L'Ukraine accuse la Russie de piller des maisons vides dans la ville de Kherson, et d'y installer des troupes habillées en civil.

Selon Kyiv, cela fait partie des préparatifs des combats de rue. Kherson sera sans nul doute l'une des plus importantes batailles de la guerre.

Depuis plusieurs jours, la Russie ordonne aux civils de quitter la ville qu'elle contrôle.

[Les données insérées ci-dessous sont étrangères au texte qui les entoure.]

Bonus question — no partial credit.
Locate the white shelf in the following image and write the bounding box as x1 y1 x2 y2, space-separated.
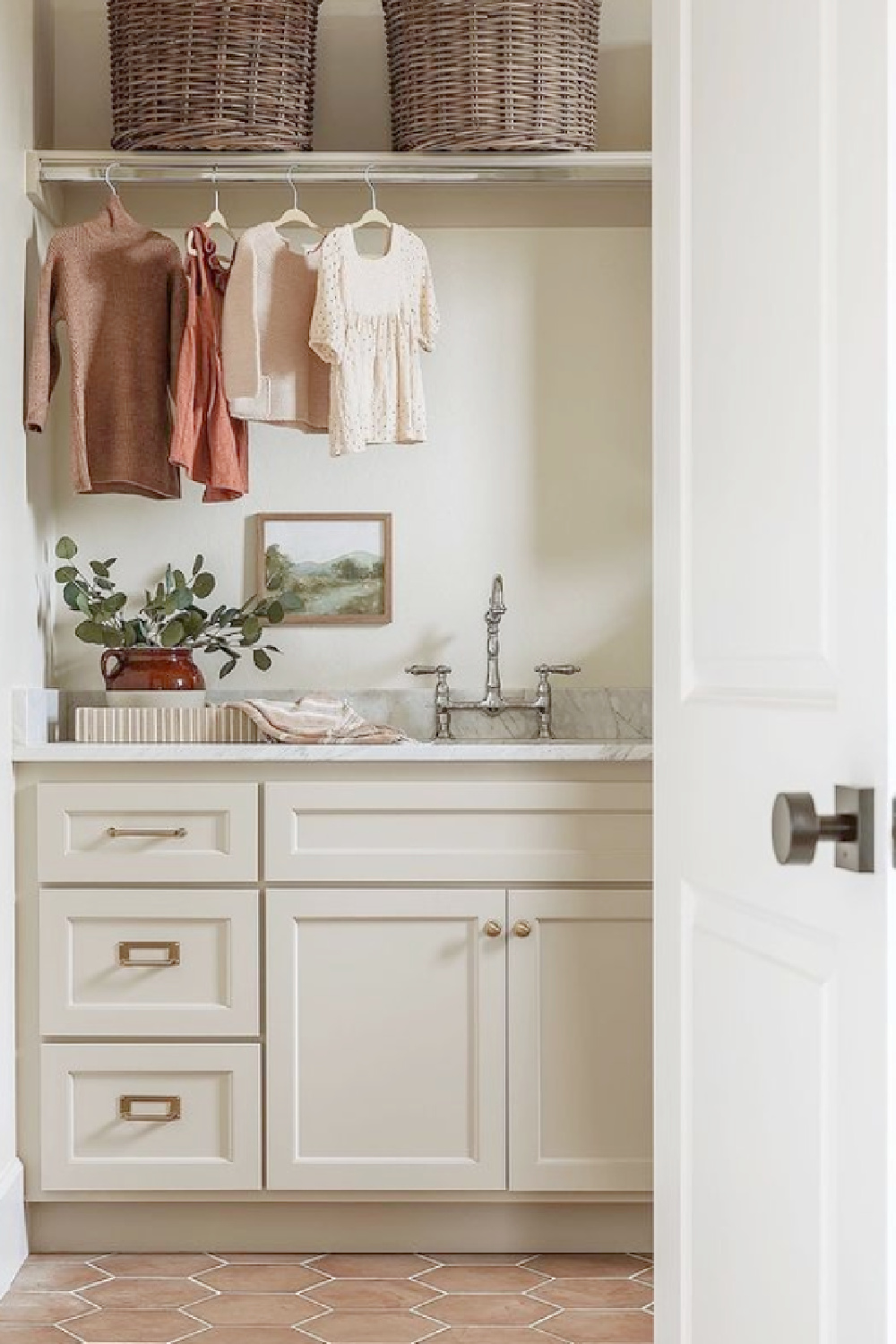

Pour Kyiv c'est une déportation forcée et un crime de guerre. Les officiels pro-russes annoncent avoir fait partir le dernier bateau "évacuant" les habitants sur l'autre rive du fleuve Dnipro.

Ceux qui ont fui racontent leur vie sous l'occupation russe : comment ils ont dû cacher leurs téléphones, coupés du monde extérieur. La Russie a imposé la loi martiale et réduit les communications dans quatre régions ukrainiennes qu'elle a annexées en septembre. Ils témoignent de la présence dans la ville d'étrangers armés, notamment les redoutés soldats tchétchènes. Ils racontent une atmosphère de paranoïa quasi-totale et de soumission aux caprices des soldats et des responsables civils installés par Moscou, et puis les pots-de-vins.

Selon Vladimir Poutine, 80 000 soldats récemment mobilisés combattent actuellement dans la zone d'opération militaire spéciale, le terme utilisé par la Russie pour désigner sa guerre en Ukraine.

L'armée ukrainienne, quant à elle, affirme qu'elle se rapproche de Kherson. Objectif : détruire la logistique et la chaîne d'approvisionnement russes, rendant la vie des soldats ennemis impossible.